Ella sólo quería una vida sencilla. Un hogar pequeño. Un futuro lejos del peligro. Pero cuando el hombre más temido de la ciudad decide que le pertenece, su realidad cambia para siempre. Encerrada entre el lujo y las sombras de un imperio criminal, deberá aprender a sobrevivir en un lugar donde el poder se impone, la lealtad se pone a prueba… y el amor puede ser tan peligroso como una bala. En un juego donde nadie es completamente inocente, confiar puede costarlo todo. Érase una vez en la mafia es una historia de tensión, deseo y secretos, donde el mayor peligro no siempre es quien sostiene el arma… sino quien logra tocar tu corazón.

Status
Ongoing
Chapters
49
Rating
5.0 2 reviews
Age Rating
18+

La Amante

Dicen que la mafia no es violencia, que es honor, familia, lealtad; que es un apellido que se pronuncia en voz baja y con respeto, un pacto antiguo sellado con sangre y silencio.

Dicen que es orden en medio del caos, un lenguaje secreto que solo los iniciados comprenden, una mano invisible que sostiene a los suyos cuando el mundo se vuelve hostil.

Lo que no dicen es cómo te mira cuando decide que eres suya.

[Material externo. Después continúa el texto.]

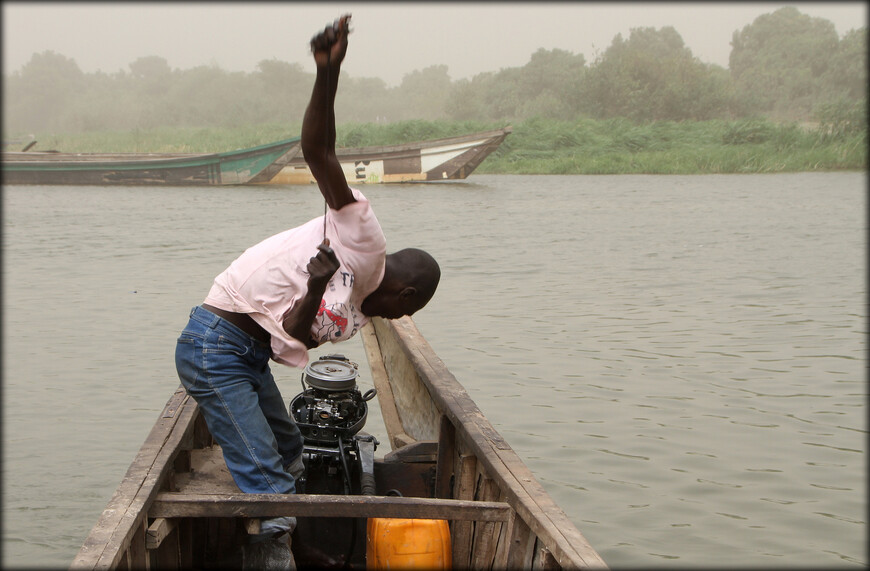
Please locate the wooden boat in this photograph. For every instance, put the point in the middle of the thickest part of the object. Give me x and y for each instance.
(177, 506)
(437, 159)
(245, 166)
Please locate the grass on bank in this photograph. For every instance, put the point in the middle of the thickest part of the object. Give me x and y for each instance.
(539, 146)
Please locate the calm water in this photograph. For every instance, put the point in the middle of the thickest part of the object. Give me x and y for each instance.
(680, 360)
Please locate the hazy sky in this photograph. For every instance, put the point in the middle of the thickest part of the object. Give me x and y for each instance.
(388, 41)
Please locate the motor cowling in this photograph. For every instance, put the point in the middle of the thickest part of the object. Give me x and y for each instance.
(330, 406)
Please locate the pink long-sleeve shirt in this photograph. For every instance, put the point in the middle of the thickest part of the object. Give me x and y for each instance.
(270, 277)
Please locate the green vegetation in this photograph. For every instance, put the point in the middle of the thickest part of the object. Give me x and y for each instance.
(547, 146)
(645, 104)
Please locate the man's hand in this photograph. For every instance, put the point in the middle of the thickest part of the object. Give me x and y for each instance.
(298, 321)
(322, 266)
(330, 45)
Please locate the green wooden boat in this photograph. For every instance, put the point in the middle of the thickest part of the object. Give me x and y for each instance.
(244, 166)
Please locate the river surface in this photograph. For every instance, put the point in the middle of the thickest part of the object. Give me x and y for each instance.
(681, 360)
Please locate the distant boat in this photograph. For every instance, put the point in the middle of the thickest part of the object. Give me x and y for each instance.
(244, 166)
(437, 159)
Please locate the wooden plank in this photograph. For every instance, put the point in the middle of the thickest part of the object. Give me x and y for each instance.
(522, 549)
(466, 480)
(389, 412)
(159, 530)
(446, 453)
(173, 504)
(505, 544)
(545, 518)
(420, 418)
(485, 533)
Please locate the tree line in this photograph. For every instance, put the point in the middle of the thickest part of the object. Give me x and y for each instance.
(785, 66)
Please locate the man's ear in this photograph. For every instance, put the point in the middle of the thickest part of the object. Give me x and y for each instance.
(407, 293)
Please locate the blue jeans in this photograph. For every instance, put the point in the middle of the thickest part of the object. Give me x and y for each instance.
(227, 372)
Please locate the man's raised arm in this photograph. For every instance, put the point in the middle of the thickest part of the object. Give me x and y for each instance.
(318, 126)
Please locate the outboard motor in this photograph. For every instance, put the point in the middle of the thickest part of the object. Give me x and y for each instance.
(330, 412)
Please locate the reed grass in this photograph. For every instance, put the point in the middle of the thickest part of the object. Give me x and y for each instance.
(541, 146)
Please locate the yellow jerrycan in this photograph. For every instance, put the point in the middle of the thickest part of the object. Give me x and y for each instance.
(408, 544)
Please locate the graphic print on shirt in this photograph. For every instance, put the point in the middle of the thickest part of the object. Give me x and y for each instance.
(331, 322)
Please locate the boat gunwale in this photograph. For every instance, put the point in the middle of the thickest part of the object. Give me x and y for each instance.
(483, 136)
(47, 160)
(524, 493)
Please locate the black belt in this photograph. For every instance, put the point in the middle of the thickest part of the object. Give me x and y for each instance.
(243, 321)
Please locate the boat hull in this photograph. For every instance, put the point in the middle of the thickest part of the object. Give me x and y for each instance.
(246, 166)
(177, 506)
(441, 159)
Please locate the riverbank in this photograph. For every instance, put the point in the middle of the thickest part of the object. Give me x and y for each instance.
(536, 146)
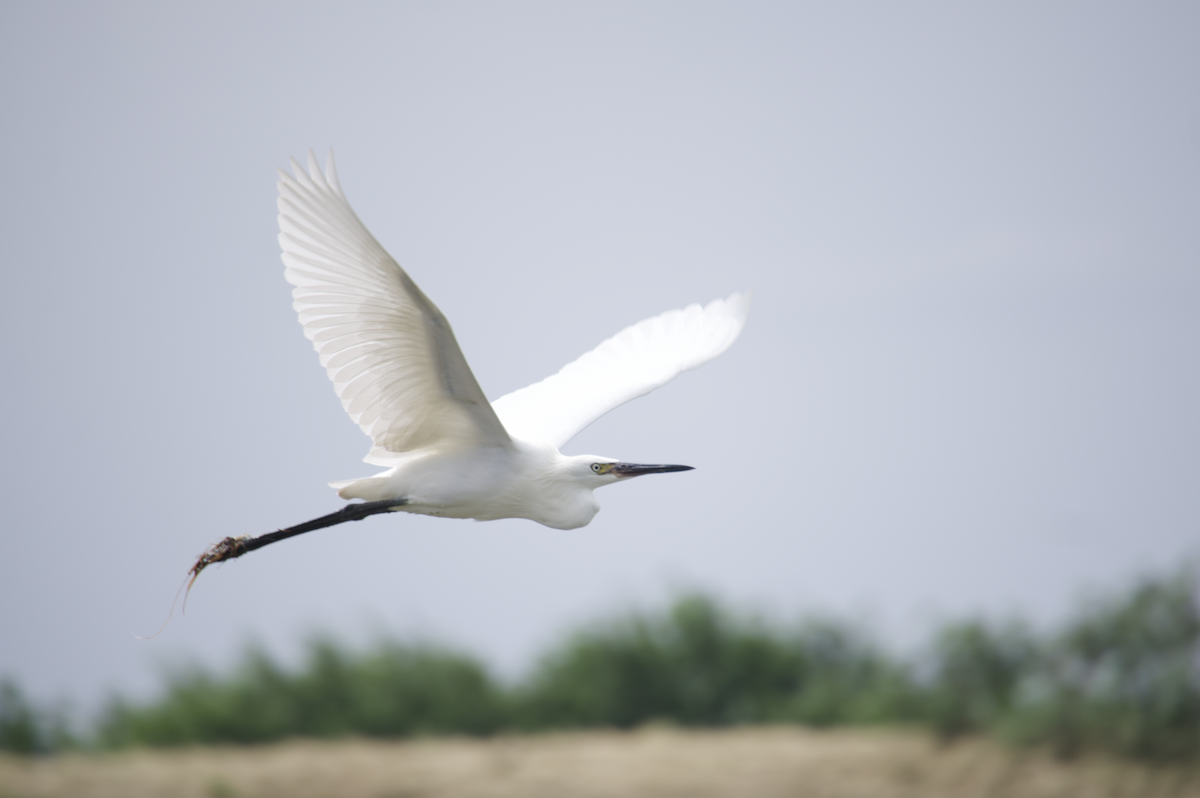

Porque la mafia no entra en tu vida con un disparo; entra con una promesa. Se desliza como seda negra, te rodea con paciencia, te susurra que contigo será distinta, que te protegerá del mundo, que te dará poder, que te convertirá en algo más grande que tus propias limitaciones. Y por un instante —breve, brillante, vertiginoso— le crees, porque la adrenalina se confunde con destino y el peligro se disfraza de pasión.

Te hace sentir invencible. Intocable. Elegida.

Hasta que un día comprendes que no eras invitada.

Eras propiedad.

La mafia no ama: posee. No protege: encierra. Y cuando decide que te necesita, no pregunta. Toma.

Se convierte en una amante caprichosa que promete eternidad mientras afila las cadenas.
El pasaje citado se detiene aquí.